Section 114 Property and Conveyancing Law of the Western Region of Nigeria 1959
Section 114 of the Property and Conveyancing Law of the Western Region of Nigeria 1959 is about Sale of mortgaged property in action for redemption or foreclosure. It provides as follows:
(1) Any person entitled to redeem mortgaged property may have a judgment
or order for sale instead of for redemption in an action brought by him either for
redemption alone, or for sale alone, or for sale or redemption in the alternative.
(2) In any action, whether for foreclosure, or for redemption, or for sale, or for the
raising and payment in any manner of mortgage money, the court, on the request of
the mortgagee, or of any person interested either in the mortgage money or in the
right of redemption, and, notwithstanding that
(a) any other person dissents; or
(b) the mortgagee or any person so interested does not appear in the action;
and without allowing any time for redemption or for payment of any mortgage
money, may direct a sale of the mortgaged property, on such terms as it thinks fit,
including the deposit in court of a reasonable sum fixed by the court to meet the
expenses of sale and to secure performance of the terms.
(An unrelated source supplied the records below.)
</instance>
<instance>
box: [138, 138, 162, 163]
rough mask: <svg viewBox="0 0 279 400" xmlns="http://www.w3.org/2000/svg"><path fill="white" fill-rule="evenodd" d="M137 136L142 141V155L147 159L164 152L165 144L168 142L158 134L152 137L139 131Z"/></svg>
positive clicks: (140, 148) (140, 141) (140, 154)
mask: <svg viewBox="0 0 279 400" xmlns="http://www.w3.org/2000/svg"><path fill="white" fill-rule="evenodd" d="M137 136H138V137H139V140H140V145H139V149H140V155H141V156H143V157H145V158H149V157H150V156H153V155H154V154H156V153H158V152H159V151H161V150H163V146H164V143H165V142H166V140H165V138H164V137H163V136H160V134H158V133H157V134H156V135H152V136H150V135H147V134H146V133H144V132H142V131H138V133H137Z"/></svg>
(3) But, in an action brought by a person interested in the right of redemption and
seeking a sale, the court may, on the application of any defendant, direct the plaintiff
to give such security for costs as the court thinks fit, and may give the conduct of the
sale to any defendant, and may give such directions as it thinks fit respecting the
costs of the defendants or any of them.
(4) In any case within this section the court may, if it thinks fit, direct a sale without
previously determining the priorities of incumbrancers.
(5) This section applies to actions brought either before or after the commencement
of this Law.
(6) In this section “mortgaged property” includes the estate or interest which a
mortgagee would have had power to convey if the statutory power of sale were
applicable.
(7) For the purposes of this section the court may, in favour of a purchaser, make a
vesting order conveying the mortgaged property, or appoint a person to do so,
subject or not to any incumbrance, as the court may think fit; or, in the case of an
equitable mortgage, may create and vest a mortgage term in the mortgagee to enable him to carry out the sale as if the mortgage had been made by deed by way of legal mortgage.